The quake's latest blow to Japan's auto industry

TOKYO -- Japan's automakers, already mired in open-ended production shutdowns, awoke Thursday to a new hammer blow from the deadly earthquake and tsunami that has devastated the nation.

Overnight, the yen hit an all-time high against the dollar -- skyrocketing to 76.25 yen to the dollar, from a level in the low 80s earlier this week, according to news reports. Crushing exchange rates have been afflicting Japanese automakers all year, making it difficult if not impossible to make profits on many vehicles exported abroad.

They were already standing at the edge after Herculean cost-cutting and restructuring efforts over the past year. And the yen's current surge will only make matters worse, especially if it persists or establishes a new, lower trading range.

The new high shattered the previous record of 79.75 yen to the dollar set in in 1995.

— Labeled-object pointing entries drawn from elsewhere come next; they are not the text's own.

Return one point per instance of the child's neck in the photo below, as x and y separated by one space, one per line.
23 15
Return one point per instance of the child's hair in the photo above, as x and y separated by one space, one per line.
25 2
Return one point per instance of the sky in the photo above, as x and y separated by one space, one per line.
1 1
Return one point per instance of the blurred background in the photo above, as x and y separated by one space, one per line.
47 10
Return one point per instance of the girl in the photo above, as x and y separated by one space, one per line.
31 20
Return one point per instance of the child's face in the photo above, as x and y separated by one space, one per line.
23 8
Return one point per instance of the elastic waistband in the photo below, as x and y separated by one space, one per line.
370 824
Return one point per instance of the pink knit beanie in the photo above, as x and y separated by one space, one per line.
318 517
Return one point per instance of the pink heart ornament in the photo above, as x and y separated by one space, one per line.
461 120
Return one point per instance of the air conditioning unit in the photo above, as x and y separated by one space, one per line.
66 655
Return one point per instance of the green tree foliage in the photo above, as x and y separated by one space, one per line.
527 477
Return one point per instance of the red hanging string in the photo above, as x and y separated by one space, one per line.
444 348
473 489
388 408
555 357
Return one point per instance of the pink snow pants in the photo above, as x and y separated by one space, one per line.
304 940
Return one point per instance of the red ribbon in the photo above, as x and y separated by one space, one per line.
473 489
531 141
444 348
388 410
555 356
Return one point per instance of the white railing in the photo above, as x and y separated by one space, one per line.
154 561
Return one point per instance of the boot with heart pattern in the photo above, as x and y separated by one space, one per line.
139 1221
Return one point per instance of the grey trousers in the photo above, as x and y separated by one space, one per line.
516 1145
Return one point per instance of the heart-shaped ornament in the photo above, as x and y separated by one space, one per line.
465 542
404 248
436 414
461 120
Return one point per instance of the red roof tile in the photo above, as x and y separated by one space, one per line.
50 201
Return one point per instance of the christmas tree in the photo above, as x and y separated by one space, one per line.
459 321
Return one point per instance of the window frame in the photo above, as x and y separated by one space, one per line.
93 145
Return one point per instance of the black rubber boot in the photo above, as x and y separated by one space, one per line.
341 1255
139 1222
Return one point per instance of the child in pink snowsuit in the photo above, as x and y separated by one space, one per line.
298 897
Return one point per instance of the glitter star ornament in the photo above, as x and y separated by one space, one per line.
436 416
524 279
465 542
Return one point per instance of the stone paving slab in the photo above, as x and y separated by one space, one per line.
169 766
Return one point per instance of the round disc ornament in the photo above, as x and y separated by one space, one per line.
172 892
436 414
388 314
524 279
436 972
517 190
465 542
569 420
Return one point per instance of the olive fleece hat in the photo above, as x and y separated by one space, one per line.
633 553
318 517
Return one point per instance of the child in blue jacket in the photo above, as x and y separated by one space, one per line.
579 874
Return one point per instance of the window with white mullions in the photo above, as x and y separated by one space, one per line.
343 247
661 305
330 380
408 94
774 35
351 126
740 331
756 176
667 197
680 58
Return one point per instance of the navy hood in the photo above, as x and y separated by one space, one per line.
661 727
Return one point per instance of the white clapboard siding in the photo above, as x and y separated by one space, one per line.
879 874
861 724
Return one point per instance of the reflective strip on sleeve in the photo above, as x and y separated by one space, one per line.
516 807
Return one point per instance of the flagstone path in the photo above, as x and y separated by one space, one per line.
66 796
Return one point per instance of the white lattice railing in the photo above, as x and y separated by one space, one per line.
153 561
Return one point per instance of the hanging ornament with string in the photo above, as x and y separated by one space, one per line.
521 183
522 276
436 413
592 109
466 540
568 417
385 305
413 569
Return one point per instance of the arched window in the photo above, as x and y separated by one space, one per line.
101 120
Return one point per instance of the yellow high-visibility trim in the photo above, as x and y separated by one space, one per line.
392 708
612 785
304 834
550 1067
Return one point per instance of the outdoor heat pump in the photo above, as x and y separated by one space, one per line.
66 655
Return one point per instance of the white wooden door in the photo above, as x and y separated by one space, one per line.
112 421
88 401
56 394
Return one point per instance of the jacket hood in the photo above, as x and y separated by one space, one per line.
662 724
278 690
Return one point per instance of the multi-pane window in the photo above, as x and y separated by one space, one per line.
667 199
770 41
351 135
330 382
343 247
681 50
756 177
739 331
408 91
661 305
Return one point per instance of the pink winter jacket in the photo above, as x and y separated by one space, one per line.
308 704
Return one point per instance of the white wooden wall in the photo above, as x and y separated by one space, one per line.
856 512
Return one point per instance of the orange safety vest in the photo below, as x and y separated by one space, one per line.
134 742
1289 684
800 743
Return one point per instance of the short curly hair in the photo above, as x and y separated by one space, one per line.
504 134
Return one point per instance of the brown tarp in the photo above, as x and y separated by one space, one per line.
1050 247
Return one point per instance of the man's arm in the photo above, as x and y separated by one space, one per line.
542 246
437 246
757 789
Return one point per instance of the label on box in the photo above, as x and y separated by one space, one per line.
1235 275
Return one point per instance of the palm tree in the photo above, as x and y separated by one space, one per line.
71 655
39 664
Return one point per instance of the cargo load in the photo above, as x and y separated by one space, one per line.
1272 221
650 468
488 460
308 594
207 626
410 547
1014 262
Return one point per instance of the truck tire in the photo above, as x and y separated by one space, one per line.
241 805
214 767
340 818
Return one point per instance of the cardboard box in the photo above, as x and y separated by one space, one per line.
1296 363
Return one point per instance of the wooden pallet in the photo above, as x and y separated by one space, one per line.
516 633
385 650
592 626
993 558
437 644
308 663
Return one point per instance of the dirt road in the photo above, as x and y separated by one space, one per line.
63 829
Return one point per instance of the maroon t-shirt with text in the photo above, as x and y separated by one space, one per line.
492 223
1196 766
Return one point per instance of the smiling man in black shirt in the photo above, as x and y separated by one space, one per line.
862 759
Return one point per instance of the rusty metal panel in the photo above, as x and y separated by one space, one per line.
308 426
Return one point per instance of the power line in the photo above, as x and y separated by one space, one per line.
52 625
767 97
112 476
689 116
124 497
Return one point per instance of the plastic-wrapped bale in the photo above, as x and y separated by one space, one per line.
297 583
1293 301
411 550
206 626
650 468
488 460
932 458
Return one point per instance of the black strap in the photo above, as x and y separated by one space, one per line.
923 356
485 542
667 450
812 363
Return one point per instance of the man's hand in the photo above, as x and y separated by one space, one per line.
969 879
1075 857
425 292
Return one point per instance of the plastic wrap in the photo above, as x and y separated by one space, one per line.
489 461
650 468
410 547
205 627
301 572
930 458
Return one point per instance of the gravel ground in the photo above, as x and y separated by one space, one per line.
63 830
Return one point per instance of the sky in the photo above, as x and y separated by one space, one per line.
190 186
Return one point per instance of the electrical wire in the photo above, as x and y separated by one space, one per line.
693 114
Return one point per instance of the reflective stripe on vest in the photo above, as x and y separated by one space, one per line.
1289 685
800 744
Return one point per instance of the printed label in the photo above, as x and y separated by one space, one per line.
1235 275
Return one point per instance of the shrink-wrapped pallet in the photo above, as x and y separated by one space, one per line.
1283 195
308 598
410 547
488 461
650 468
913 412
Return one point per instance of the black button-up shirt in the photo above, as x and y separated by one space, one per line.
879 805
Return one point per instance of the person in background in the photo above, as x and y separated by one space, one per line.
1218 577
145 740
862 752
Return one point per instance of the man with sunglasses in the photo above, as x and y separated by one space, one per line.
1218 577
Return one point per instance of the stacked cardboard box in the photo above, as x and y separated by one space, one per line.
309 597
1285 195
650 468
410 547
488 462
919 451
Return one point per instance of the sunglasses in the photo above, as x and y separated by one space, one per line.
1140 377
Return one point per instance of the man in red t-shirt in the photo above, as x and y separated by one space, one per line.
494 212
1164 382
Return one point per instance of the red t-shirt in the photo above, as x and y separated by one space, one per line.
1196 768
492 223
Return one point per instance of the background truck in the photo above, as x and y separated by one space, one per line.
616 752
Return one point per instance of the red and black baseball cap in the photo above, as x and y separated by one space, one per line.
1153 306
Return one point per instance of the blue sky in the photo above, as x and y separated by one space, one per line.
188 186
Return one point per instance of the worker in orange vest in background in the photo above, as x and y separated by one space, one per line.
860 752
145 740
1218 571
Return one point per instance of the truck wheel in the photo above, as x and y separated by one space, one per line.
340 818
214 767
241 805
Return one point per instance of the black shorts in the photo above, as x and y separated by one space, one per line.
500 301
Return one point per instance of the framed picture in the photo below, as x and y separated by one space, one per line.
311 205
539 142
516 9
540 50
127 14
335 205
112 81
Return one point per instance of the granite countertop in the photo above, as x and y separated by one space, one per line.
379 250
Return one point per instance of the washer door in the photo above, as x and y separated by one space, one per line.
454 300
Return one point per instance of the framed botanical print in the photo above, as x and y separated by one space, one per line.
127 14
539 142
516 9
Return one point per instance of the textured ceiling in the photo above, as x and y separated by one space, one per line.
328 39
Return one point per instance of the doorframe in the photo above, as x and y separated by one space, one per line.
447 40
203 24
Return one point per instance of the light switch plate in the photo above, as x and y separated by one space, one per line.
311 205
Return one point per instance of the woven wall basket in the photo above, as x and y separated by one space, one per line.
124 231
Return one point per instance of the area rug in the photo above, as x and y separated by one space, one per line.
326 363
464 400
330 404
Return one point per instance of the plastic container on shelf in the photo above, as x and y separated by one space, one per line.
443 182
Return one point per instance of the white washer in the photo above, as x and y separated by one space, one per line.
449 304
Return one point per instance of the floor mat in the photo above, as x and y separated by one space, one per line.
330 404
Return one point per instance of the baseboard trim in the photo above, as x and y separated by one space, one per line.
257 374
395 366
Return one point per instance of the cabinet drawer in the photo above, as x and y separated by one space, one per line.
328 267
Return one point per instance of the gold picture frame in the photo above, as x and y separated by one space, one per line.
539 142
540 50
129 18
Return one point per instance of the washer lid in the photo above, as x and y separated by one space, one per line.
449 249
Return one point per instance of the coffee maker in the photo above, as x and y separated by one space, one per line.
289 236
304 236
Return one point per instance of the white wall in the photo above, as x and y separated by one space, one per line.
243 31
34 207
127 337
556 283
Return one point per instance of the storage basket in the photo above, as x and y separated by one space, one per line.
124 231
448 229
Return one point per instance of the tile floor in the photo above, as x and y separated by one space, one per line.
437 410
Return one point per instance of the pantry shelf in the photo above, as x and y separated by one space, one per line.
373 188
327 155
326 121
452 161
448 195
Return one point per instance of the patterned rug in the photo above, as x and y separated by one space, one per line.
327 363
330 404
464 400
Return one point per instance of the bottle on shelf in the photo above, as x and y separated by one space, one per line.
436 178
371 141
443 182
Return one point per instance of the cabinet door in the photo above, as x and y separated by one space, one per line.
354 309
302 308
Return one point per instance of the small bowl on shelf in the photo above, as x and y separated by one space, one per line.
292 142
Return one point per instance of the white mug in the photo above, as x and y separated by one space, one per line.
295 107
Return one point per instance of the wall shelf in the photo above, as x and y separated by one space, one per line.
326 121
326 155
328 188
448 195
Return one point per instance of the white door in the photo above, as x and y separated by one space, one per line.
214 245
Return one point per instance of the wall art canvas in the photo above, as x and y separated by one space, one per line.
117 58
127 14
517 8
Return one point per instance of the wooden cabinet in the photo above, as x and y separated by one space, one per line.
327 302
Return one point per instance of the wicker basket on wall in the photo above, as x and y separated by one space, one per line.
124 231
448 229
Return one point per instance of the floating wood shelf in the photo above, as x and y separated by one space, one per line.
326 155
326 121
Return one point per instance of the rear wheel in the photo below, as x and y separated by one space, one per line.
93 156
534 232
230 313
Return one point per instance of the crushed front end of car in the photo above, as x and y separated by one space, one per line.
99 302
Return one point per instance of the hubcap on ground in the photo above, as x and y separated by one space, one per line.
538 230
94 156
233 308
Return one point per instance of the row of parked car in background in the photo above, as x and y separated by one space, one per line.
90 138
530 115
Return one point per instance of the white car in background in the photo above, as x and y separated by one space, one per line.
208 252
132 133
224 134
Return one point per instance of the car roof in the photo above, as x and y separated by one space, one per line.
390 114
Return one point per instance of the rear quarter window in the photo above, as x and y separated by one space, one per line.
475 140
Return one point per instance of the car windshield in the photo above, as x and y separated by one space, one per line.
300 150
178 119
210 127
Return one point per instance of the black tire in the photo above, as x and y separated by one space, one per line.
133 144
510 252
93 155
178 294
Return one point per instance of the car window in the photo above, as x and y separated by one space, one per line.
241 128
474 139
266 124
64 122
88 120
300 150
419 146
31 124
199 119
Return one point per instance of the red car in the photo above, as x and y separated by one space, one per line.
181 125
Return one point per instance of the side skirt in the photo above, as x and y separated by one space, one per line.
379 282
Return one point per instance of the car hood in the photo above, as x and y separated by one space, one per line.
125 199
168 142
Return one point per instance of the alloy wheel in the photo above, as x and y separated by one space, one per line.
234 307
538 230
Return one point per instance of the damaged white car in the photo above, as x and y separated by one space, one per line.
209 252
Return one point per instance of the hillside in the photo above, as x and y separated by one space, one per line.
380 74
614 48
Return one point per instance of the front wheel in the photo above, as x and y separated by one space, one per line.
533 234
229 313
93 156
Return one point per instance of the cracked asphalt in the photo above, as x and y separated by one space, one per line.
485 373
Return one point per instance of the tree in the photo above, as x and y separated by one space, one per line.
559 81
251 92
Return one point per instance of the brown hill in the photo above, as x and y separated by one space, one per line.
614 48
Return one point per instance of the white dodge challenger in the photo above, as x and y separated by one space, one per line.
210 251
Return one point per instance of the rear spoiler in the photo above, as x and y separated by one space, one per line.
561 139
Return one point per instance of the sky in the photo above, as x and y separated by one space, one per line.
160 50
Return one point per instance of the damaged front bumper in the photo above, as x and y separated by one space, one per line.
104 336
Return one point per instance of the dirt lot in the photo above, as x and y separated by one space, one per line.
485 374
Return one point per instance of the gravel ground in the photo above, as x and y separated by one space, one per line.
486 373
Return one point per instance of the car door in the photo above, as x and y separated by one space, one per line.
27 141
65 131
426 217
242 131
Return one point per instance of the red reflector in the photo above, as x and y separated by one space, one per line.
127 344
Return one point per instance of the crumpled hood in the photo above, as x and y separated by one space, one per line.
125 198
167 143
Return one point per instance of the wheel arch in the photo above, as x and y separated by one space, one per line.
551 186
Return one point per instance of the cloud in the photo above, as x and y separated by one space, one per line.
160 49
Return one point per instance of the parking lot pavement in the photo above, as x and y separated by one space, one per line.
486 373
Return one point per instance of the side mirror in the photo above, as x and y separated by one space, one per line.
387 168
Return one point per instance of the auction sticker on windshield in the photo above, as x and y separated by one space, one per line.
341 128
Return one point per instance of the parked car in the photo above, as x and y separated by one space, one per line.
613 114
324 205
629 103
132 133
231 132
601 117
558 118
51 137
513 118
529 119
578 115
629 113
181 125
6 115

When a 9.0-magnitude earthquake pulverizes the infrastructure, devastates a world-leading economy and takes what is estimated to be at least 10,000 lives, you wouldn't intuitively expect speculators to start snatching up the afflicted country's currency.

But analysts say investors are moving fast to buy the currency, betting that Japanese insurers and other companies will have to repatriate overseas funds to help finance insurance payouts and reconstruction.